While I could easily digress into a whole segment about adopting foreigners into our communities in this current climate, I won’t. But in our culture, the elderly and children of the foster system are often the “foreigners” or outsiders. I’ll be the first to admit that I don’t see my grandma often enough and I couldn’t imagine taking in a foster child when I am overwhelmed by my own three kids. I tell you this so that you don’t think I’m sitting on my perfect pedestal somewhere with an elderly person in my basement and a bunch of foster kids doing Charlotte Mason style homeschooling outside. I am a Minnesotan. We are kings of not getting involved in anyone else’s problems. Before you freak out that I’m telling you to keep your Alzheimer-diagnosed parent in your house, that’s not what I’m saying. What I am saying is that it is our responsibility to ensure that our family members feel safe and loved—even at the inconvenience to ourselves. This does not include abandoning them to nursing homes—where you hand over the reins to someone else and suddenly you’re off the hook, never to see them again until their deathbed. This does not include telling your kids not to play with the foster kids next door because you suspect they might be a bad influence (without any actual evidence beyond the fact that they are foster children).

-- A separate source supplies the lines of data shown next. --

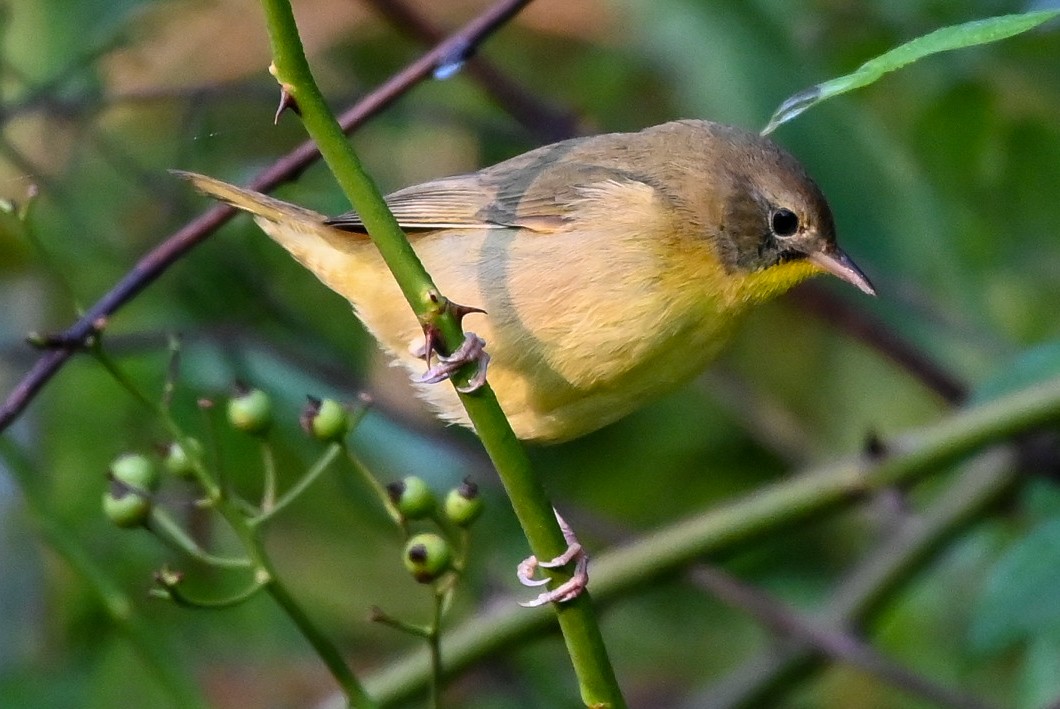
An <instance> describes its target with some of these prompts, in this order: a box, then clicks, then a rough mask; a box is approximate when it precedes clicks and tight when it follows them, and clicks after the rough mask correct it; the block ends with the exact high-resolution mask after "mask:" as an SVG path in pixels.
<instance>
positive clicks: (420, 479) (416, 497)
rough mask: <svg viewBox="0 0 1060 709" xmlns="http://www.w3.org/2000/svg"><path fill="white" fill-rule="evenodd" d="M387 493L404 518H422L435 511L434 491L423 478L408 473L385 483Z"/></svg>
mask: <svg viewBox="0 0 1060 709" xmlns="http://www.w3.org/2000/svg"><path fill="white" fill-rule="evenodd" d="M387 494H388V495H390V501H391V502H393V503H394V507H395V508H398V511H399V512H401V514H402V516H403V517H405V518H406V519H423V518H424V517H429V516H430V514H431V513H434V511H435V493H432V492H431V491H430V488H428V486H427V483H426V482H424V481H423V478H418V477H417V476H414V475H410V476H408V477H407V478H405V479H403V480H398V481H396V482H391V483H390V484H389V485H387Z"/></svg>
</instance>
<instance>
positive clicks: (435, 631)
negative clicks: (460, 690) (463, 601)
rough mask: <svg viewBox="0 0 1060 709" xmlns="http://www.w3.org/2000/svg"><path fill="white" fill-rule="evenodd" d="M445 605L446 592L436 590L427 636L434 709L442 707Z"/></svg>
mask: <svg viewBox="0 0 1060 709" xmlns="http://www.w3.org/2000/svg"><path fill="white" fill-rule="evenodd" d="M444 603H445V598H444V592H443V591H441V590H439V589H438V588H436V589H435V608H434V618H431V620H430V632H429V633H428V634H427V648H428V649H429V651H430V706H431V707H432V709H441V707H442V644H441V638H442V607H443V605H444Z"/></svg>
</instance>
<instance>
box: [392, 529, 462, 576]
mask: <svg viewBox="0 0 1060 709" xmlns="http://www.w3.org/2000/svg"><path fill="white" fill-rule="evenodd" d="M404 559H405V568H406V569H408V572H409V573H411V574H412V578H414V579H416V580H417V581H419V582H420V583H422V584H426V583H430V582H431V581H435V580H436V579H438V578H439V577H441V575H442V574H443V573H445V572H446V571H448V570H449V567H451V566H452V565H453V552H452V551H451V550H449V544H448V542H446V540H445V539H443V538H442V537H440V536H439V535H437V534H431V533H430V532H426V533H424V534H417V535H416V536H413V537H412V538H411V539H409V540H408V544H406V545H405V553H404Z"/></svg>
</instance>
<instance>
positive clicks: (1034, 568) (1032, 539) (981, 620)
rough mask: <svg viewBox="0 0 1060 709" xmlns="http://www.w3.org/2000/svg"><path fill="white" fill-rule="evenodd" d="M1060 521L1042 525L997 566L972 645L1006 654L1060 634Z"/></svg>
mask: <svg viewBox="0 0 1060 709" xmlns="http://www.w3.org/2000/svg"><path fill="white" fill-rule="evenodd" d="M1058 588H1060V519H1053V520H1050V521H1047V522H1045V524H1044V525H1042V526H1040V527H1038V528H1037V529H1036V530H1034V531H1032V532H1031V533H1030V534H1028V535H1027V536H1026V537H1024V538H1022V539H1020V540H1019V542H1018V543H1017V544H1014V545H1012V547H1011V548H1010V549H1009V550H1008V551H1007V552H1006V553H1005V554H1004V555H1003V556H1002V557H1001V559H1000V560H997V563H996V564H994V567H993V569H991V570H990V571H989V573H988V575H987V581H986V584H985V586H984V588H983V592H982V593H981V596H979V599H978V601H977V603H976V605H975V609H974V614H973V617H974V620H973V622H972V628H971V643H972V649H973V650H975V651H976V652H981V653H997V652H1003V651H1005V650H1007V649H1008V648H1010V646H1011V645H1013V644H1015V643H1017V642H1021V641H1026V640H1036V639H1038V638H1040V637H1047V636H1050V635H1057V634H1058V633H1060V603H1057V589H1058Z"/></svg>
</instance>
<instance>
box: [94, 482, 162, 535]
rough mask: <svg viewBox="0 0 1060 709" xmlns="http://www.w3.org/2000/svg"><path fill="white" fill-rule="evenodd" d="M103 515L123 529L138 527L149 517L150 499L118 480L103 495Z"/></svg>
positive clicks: (135, 489) (129, 486) (150, 505)
mask: <svg viewBox="0 0 1060 709" xmlns="http://www.w3.org/2000/svg"><path fill="white" fill-rule="evenodd" d="M103 514H105V515H107V518H108V519H110V521H112V522H113V524H116V525H118V526H119V527H121V528H123V529H129V528H133V527H140V526H141V525H143V524H144V522H145V521H147V517H148V516H149V515H151V497H149V496H148V495H147V494H146V493H144V492H143V491H142V490H140V489H137V488H134V486H131V485H128V484H126V483H124V482H119V481H118V480H111V481H110V490H108V491H107V492H105V493H104V494H103Z"/></svg>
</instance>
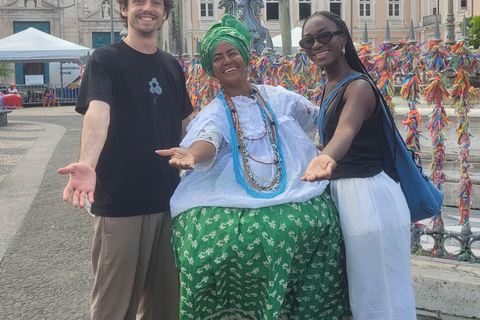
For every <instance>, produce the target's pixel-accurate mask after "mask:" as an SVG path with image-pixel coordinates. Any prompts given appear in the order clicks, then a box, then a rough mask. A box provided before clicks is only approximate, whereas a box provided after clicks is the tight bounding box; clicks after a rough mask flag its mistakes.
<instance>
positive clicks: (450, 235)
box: [410, 225, 480, 263]
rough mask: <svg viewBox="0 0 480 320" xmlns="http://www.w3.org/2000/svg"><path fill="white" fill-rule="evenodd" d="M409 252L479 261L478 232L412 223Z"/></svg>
mask: <svg viewBox="0 0 480 320" xmlns="http://www.w3.org/2000/svg"><path fill="white" fill-rule="evenodd" d="M411 235H412V242H411V246H410V249H411V253H412V254H414V255H423V256H430V257H431V258H433V257H435V258H445V259H451V260H457V261H467V262H471V263H480V233H475V232H474V233H472V232H471V231H469V230H466V231H465V232H456V231H448V230H445V229H444V228H443V227H442V226H438V227H436V228H429V227H426V226H423V225H413V227H412V229H411Z"/></svg>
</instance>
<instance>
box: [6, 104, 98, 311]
mask: <svg viewBox="0 0 480 320" xmlns="http://www.w3.org/2000/svg"><path fill="white" fill-rule="evenodd" d="M8 121H9V123H8V125H7V126H6V127H0V179H1V180H2V181H1V182H0V204H1V205H0V260H1V262H0V319H15V320H23V319H45V320H51V319H89V316H88V314H89V294H90V289H91V283H92V276H91V269H90V268H91V267H90V246H91V236H92V218H91V217H90V216H89V215H88V214H86V212H85V210H81V209H74V208H73V207H71V206H70V205H68V204H66V203H64V202H63V201H62V199H61V194H62V190H63V187H64V184H65V183H66V181H67V178H66V177H63V176H60V175H58V174H57V173H56V170H57V168H59V167H61V166H64V165H66V164H68V163H70V162H72V161H75V160H76V158H77V157H78V150H79V135H80V129H81V123H82V116H80V115H78V114H76V113H75V112H74V111H73V107H54V108H49V109H47V108H25V109H23V110H14V111H13V112H12V113H10V114H9V116H8Z"/></svg>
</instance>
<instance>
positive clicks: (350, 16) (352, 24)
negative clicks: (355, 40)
mask: <svg viewBox="0 0 480 320" xmlns="http://www.w3.org/2000/svg"><path fill="white" fill-rule="evenodd" d="M350 36H351V37H352V38H353V0H350Z"/></svg>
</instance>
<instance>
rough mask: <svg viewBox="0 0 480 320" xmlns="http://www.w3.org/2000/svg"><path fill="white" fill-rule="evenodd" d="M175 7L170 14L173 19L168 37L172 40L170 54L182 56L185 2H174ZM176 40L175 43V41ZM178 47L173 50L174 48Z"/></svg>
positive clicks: (170, 20)
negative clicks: (174, 46)
mask: <svg viewBox="0 0 480 320" xmlns="http://www.w3.org/2000/svg"><path fill="white" fill-rule="evenodd" d="M174 5H175V7H174V8H173V10H172V12H171V13H170V15H171V18H170V21H169V23H168V37H169V39H170V41H169V42H170V45H169V47H170V48H169V49H170V52H172V53H173V52H177V53H178V55H181V54H182V52H184V50H183V48H182V47H183V40H182V39H183V21H182V20H183V17H182V15H183V1H182V0H174ZM174 40H175V41H174ZM174 45H175V46H176V48H175V49H173V46H174Z"/></svg>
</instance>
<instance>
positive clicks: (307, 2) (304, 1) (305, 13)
mask: <svg viewBox="0 0 480 320" xmlns="http://www.w3.org/2000/svg"><path fill="white" fill-rule="evenodd" d="M311 13H312V3H311V1H310V0H299V4H298V16H299V17H300V20H305V19H307V18H308V16H310V14H311Z"/></svg>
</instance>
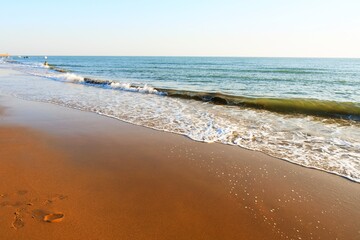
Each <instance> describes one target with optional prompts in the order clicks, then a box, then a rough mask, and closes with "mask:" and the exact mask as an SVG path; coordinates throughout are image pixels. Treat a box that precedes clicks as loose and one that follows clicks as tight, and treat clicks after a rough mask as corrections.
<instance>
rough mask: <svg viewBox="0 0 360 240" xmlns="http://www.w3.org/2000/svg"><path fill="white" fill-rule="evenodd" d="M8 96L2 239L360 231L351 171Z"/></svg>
mask: <svg viewBox="0 0 360 240" xmlns="http://www.w3.org/2000/svg"><path fill="white" fill-rule="evenodd" d="M0 106H2V108H0V109H2V110H1V111H0V114H1V115H0V137H1V138H0V156H1V158H0V236H1V239H43V238H48V239H347V240H348V239H360V224H359V223H358V222H359V219H360V204H359V202H360V185H359V184H357V183H354V182H351V181H349V180H347V179H344V178H341V177H338V176H335V175H331V174H328V173H324V172H321V171H317V170H313V169H307V168H304V167H300V166H297V165H294V164H291V163H288V162H286V161H282V160H279V159H275V158H272V157H269V156H267V155H265V154H261V153H258V152H254V151H248V150H244V149H241V148H239V147H234V146H226V145H222V144H205V143H199V142H194V141H192V140H190V139H188V138H186V137H183V136H179V135H174V134H170V133H163V132H159V131H155V130H151V129H147V128H143V127H139V126H134V125H131V124H127V123H123V122H121V121H118V120H114V119H110V118H107V117H103V116H99V115H96V114H93V113H87V112H82V111H78V110H72V109H67V108H64V107H59V106H55V105H51V104H45V103H35V102H28V101H23V100H18V99H14V98H10V97H5V96H1V97H0ZM49 214H57V215H49ZM46 220H55V222H49V221H46Z"/></svg>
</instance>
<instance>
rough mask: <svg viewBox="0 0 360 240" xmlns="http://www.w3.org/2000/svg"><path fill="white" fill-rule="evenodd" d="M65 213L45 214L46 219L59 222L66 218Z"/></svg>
mask: <svg viewBox="0 0 360 240" xmlns="http://www.w3.org/2000/svg"><path fill="white" fill-rule="evenodd" d="M64 217H65V215H64V214H63V213H51V214H48V215H46V216H44V219H43V220H44V221H45V222H49V223H57V222H61V221H62V220H64Z"/></svg>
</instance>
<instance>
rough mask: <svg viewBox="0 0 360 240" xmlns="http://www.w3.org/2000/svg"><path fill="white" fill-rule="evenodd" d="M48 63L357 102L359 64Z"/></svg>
mask: <svg viewBox="0 0 360 240" xmlns="http://www.w3.org/2000/svg"><path fill="white" fill-rule="evenodd" d="M15 60H17V61H19V60H20V61H22V62H43V61H44V58H43V57H31V58H29V59H19V58H18V59H15ZM48 62H49V63H50V64H53V65H54V66H56V67H58V68H63V69H67V70H70V71H71V72H74V73H78V74H80V75H83V76H88V77H96V78H99V79H109V80H115V81H120V82H131V83H138V84H148V85H150V86H153V87H156V88H165V89H176V90H188V91H198V92H217V93H223V94H228V95H234V96H244V97H255V98H263V97H271V98H315V99H320V100H333V101H341V102H357V103H359V102H360V59H296V58H216V57H214V58H206V57H204V58H201V57H49V58H48Z"/></svg>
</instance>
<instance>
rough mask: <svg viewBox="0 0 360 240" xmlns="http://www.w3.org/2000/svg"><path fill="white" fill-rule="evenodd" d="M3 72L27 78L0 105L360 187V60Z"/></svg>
mask: <svg viewBox="0 0 360 240" xmlns="http://www.w3.org/2000/svg"><path fill="white" fill-rule="evenodd" d="M45 61H46V62H47V63H48V65H44V62H45ZM0 68H11V69H14V70H16V71H20V72H21V73H22V74H25V77H17V78H15V77H14V78H1V79H0V94H3V95H10V96H15V97H18V98H21V99H26V100H30V101H40V102H47V103H53V104H57V105H62V106H65V107H69V108H75V109H81V110H83V111H89V112H94V113H97V114H101V115H105V116H108V117H112V118H115V119H119V120H121V121H125V122H128V123H132V124H135V125H140V126H144V127H148V128H152V129H156V130H159V131H165V132H171V133H176V134H180V135H184V136H187V137H188V138H190V139H192V140H194V141H201V142H206V143H213V142H217V143H221V144H229V145H235V146H239V147H242V148H246V149H250V150H254V151H259V152H263V153H265V154H267V155H270V156H273V157H276V158H278V159H279V161H281V160H285V161H289V162H292V163H295V164H299V165H302V166H304V167H309V168H315V169H318V170H322V171H325V172H329V173H333V174H337V175H339V176H342V177H345V178H348V179H349V180H352V181H355V182H360V59H320V58H319V59H315V58H311V59H310V58H309V59H308V58H242V57H231V58H230V57H229V58H227V57H100V56H96V57H90V56H48V57H46V59H45V57H44V56H30V57H26V58H24V57H21V56H16V57H11V58H9V59H2V60H0ZM26 76H28V77H26Z"/></svg>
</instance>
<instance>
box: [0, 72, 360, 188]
mask: <svg viewBox="0 0 360 240" xmlns="http://www.w3.org/2000/svg"><path fill="white" fill-rule="evenodd" d="M33 70H34V69H32V71H33ZM42 71H43V72H39V71H38V70H36V71H35V70H34V71H33V74H34V73H37V75H39V76H43V77H47V78H52V79H56V80H61V81H66V82H74V83H76V82H81V79H83V78H82V77H79V76H77V75H75V76H74V75H71V74H67V73H53V72H51V71H48V70H46V69H44V68H43V70H42ZM27 72H29V71H28V70H27ZM51 74H54V75H51ZM78 86H80V85H77V84H74V85H72V84H71V85H70V84H63V83H61V82H59V81H49V80H47V79H44V78H31V81H29V80H28V78H22V77H18V78H16V77H14V78H13V79H12V80H11V81H10V80H8V81H7V80H2V81H1V89H0V90H1V91H2V92H3V93H8V94H13V95H15V96H17V97H21V98H25V99H29V100H36V101H44V102H51V103H55V104H59V105H63V106H67V107H71V108H77V109H82V110H85V111H92V112H96V113H99V114H103V115H107V116H110V117H113V118H117V119H120V120H123V121H126V122H130V123H133V124H137V125H142V126H146V127H149V128H153V129H158V130H161V131H167V132H173V133H177V134H182V135H186V136H188V137H190V138H191V139H194V140H196V141H203V142H220V143H224V144H231V145H237V146H241V147H244V148H248V149H252V150H257V151H261V152H264V153H266V154H269V155H272V156H275V157H278V158H282V159H286V160H288V161H291V162H294V163H297V164H300V165H303V166H307V167H311V168H317V169H321V170H324V171H327V172H332V173H335V174H338V175H341V176H345V177H347V178H349V179H352V180H354V181H357V182H360V142H359V139H360V127H359V124H340V123H336V122H332V123H327V122H326V121H324V122H321V121H318V120H315V119H314V118H312V117H306V118H303V117H297V116H287V115H280V114H276V113H270V112H267V111H260V110H250V109H242V108H239V107H231V106H222V105H213V104H208V103H203V102H198V101H192V100H184V99H177V98H170V97H166V96H159V94H158V92H157V91H156V89H154V88H151V87H149V86H146V85H145V86H143V87H134V86H133V85H132V84H130V83H111V84H110V87H108V88H96V87H90V86H89V87H78ZM49 89H51V90H52V91H49ZM119 90H125V91H119ZM134 92H136V93H134ZM138 93H156V94H138Z"/></svg>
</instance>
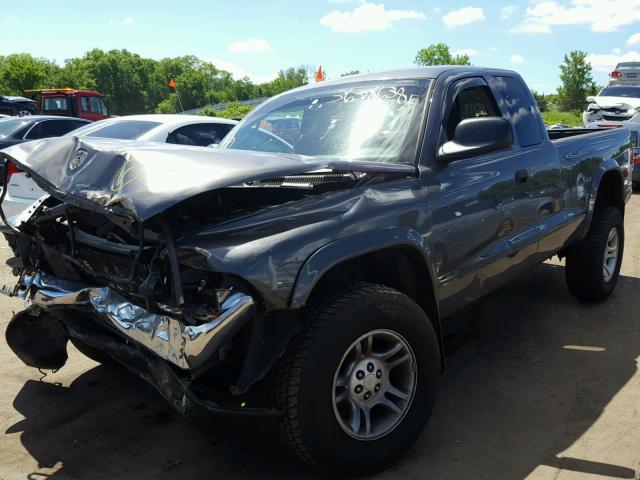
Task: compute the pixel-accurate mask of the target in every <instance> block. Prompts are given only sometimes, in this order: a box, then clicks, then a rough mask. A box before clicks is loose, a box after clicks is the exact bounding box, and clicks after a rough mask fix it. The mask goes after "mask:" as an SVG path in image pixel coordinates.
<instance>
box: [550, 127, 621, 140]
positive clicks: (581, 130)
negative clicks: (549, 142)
mask: <svg viewBox="0 0 640 480" xmlns="http://www.w3.org/2000/svg"><path fill="white" fill-rule="evenodd" d="M605 130H611V128H558V129H553V130H549V129H547V134H548V135H549V139H550V140H551V141H554V140H560V139H563V138H568V137H576V136H578V135H587V134H589V133H596V132H601V131H605Z"/></svg>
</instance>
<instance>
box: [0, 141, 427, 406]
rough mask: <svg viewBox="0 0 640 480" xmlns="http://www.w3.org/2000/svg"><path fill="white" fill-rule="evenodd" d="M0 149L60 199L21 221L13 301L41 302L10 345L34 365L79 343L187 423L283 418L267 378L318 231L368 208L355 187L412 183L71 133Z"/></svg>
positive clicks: (18, 245)
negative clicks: (294, 233)
mask: <svg viewBox="0 0 640 480" xmlns="http://www.w3.org/2000/svg"><path fill="white" fill-rule="evenodd" d="M0 155H1V156H4V157H5V160H7V161H11V162H14V163H16V165H17V166H18V167H19V168H20V169H22V170H24V171H25V172H27V174H28V175H30V176H31V177H32V178H33V179H34V181H35V182H36V183H37V184H38V185H39V186H40V187H41V188H42V189H43V190H45V191H46V192H47V193H48V194H49V195H48V196H45V197H43V198H41V199H40V200H39V201H38V202H36V203H34V204H33V205H32V206H31V207H30V208H29V209H28V210H27V211H25V212H24V213H23V214H22V215H21V216H19V217H18V218H17V219H14V220H12V222H11V225H10V226H11V228H12V232H11V234H10V235H9V243H10V245H11V246H12V248H13V251H14V253H15V258H14V259H12V263H11V266H12V267H13V269H14V273H16V274H17V275H19V277H20V280H19V281H18V284H17V285H16V287H15V288H14V290H13V291H10V292H8V293H9V294H11V295H15V296H18V297H21V298H24V299H26V300H27V301H28V302H29V306H28V308H27V309H25V310H24V311H22V312H19V313H18V314H16V315H15V316H14V318H13V319H12V320H11V322H10V324H9V326H8V328H7V333H6V337H7V342H8V343H9V345H10V347H11V348H12V349H13V351H14V352H15V353H16V354H17V355H18V356H19V357H20V358H21V359H22V360H23V361H24V363H26V364H27V365H30V366H33V367H37V368H46V369H56V368H60V367H61V366H62V365H64V363H65V362H66V360H67V354H66V346H67V342H68V341H69V340H71V341H72V342H73V343H74V344H76V345H77V346H78V348H79V349H80V350H81V351H82V352H83V353H86V351H88V349H94V350H97V351H99V352H103V353H106V354H107V355H108V356H109V357H110V358H112V359H115V360H117V361H118V362H120V363H121V364H123V365H124V366H126V367H127V368H129V369H130V370H132V371H133V372H135V373H136V374H137V375H139V376H140V377H142V378H144V379H145V380H147V381H149V382H150V383H151V384H153V385H154V386H155V388H156V389H157V390H158V391H160V393H161V394H162V395H163V396H164V398H166V399H167V401H169V403H170V404H171V405H173V406H174V407H175V408H176V409H177V410H178V411H180V412H182V413H186V414H190V413H192V411H197V412H201V411H204V412H208V413H226V414H227V415H240V416H263V417H265V418H274V417H277V415H278V412H276V411H274V410H273V409H272V408H271V403H270V398H269V395H268V391H267V389H266V388H261V387H262V386H264V383H265V382H263V379H264V378H265V376H266V375H267V373H268V372H269V370H270V369H271V368H272V366H273V365H274V363H275V362H276V361H277V359H278V358H279V357H280V356H281V355H282V354H283V352H284V351H285V349H286V346H287V344H288V343H289V341H290V339H291V338H292V337H293V335H295V334H296V333H297V331H298V330H299V328H300V326H299V322H298V318H297V311H296V310H295V309H291V308H288V305H287V304H286V301H287V298H288V295H289V293H290V291H291V289H292V286H293V282H294V280H295V277H296V275H297V274H298V271H299V269H300V268H301V262H303V261H304V260H305V259H306V258H307V257H308V256H309V254H310V253H312V252H313V250H314V249H317V248H319V247H320V246H322V245H323V244H324V243H326V242H329V241H330V239H329V238H328V237H327V238H325V237H326V235H325V236H324V237H323V236H322V235H320V236H319V235H317V233H316V232H317V231H322V229H323V228H325V226H326V224H328V223H329V222H330V221H331V220H330V219H331V218H333V217H335V216H336V215H340V212H342V211H345V212H348V211H350V209H352V208H353V206H354V205H357V204H358V202H359V201H361V199H359V196H358V193H357V191H355V190H354V187H356V186H361V185H370V184H372V183H377V182H383V181H386V180H388V179H395V178H402V177H405V176H407V175H410V174H414V173H415V168H414V167H413V166H410V165H400V164H398V165H392V166H390V165H381V164H375V163H371V164H367V163H366V162H359V163H358V166H359V168H360V169H359V170H358V171H352V170H351V168H349V167H351V165H350V164H349V163H348V162H345V161H330V160H326V159H323V160H310V159H308V158H305V157H301V156H293V155H266V154H261V153H251V152H242V151H216V150H213V149H188V148H184V147H180V148H178V147H175V146H164V145H161V146H158V145H144V144H134V145H131V144H127V143H126V142H124V143H123V142H112V141H106V140H105V141H102V140H100V141H94V140H92V141H90V142H89V141H85V140H80V139H75V138H70V137H69V138H57V139H47V140H43V141H37V142H29V143H26V144H22V145H19V146H17V147H12V148H10V149H7V150H4V151H3V152H2V153H0ZM350 191H353V193H350ZM0 202H1V198H0ZM321 202H324V203H321ZM1 214H2V211H1V208H0V215H1ZM5 221H6V219H5ZM310 225H314V226H315V228H316V229H317V230H314V229H312V228H309V226H310ZM296 229H297V230H296ZM290 231H297V234H296V235H298V236H297V237H296V236H295V235H290V234H289V232H290ZM304 235H306V237H305V236H304ZM276 237H277V238H278V239H279V241H278V242H273V243H272V241H271V240H267V239H268V238H276ZM283 240H289V241H290V243H289V244H286V243H284V242H283ZM292 243H295V245H296V248H297V250H290V245H291V244H292ZM289 250H290V251H289ZM5 293H7V292H5ZM81 347H82V348H81ZM247 405H251V407H247Z"/></svg>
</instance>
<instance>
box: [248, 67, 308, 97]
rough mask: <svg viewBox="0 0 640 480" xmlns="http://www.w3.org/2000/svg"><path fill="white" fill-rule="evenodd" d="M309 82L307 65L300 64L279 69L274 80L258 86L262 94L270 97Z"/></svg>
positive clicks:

I look at my kids sitting in their corners and wonder how I can step outside of myself to show them what family means. Perhaps if I spent a little more time teaching my children that caring for those who taught you how to use a spoon is part of our sacred duty as human beings, they might start treating each other with more kindness. If Ruth cared for Naomi at great personal cost and not only managed to survive but thrive, perhaps it’s possible for me to do the same. Boaz took on a Moabitess and her mother-in-law and not only was there enough, there was extra. Trust that God will provide and there will be plenty.